L’auteur de ces pages, historien, professeur, écrivain distingué, a été blessé aux Eparges. Il a perdu l’odorat, le goût, les trois quarts de l’acuité visuelle. Nous avons pensé qu’un tout particulier intérêt s’attachait à ces notes émouvantes où un combattant d’hier, cruellement éprouvé, analyse son effort de réadaptation à la vie.


LA RUE

Septembre 1915.

Le soleil emplit tout l’espace et, quand je sors du hall immense de la gare, quand j’arrive sur l’hémisphérique place de Roubaix, il fait sourdre la joie du granit des pavés, des trottoirs asphaltés, de la masse bruissante des arbres et de la foule dense.

Je m’arrête ; j’hésite ; je ne comprends pas.
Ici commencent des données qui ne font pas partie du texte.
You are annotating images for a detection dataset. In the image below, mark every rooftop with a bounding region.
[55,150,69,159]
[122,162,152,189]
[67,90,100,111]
Cette ville qui m’apparaît subitement presque insouciante, gaie, amoureuse, élégante, pleine de rumeur ensoleillée, est-elle la même que j’ai quittée quinze mois plus tôt, grave, calme et si belle ? Comme tout change ! Comme l’état d’âme des hommes modifie un décor matériellement semblable ! Ces façades percées géométriquement de fenêtres, ces larges rues, ce boulevard, ces grilles, ces hauts murs teints en noir par la fumée et le temps sont pareils aux façades, aux rues, aux murs de 1914 dont ma mémoire a conservé l’image précise. Et cependant je les reconnais à peine, car les êtres qui les peuplaient sont partis ou ont changé moralement, et la vapeur des âmes qui monte sous le soleil déforme les choses comme l’air chauffé.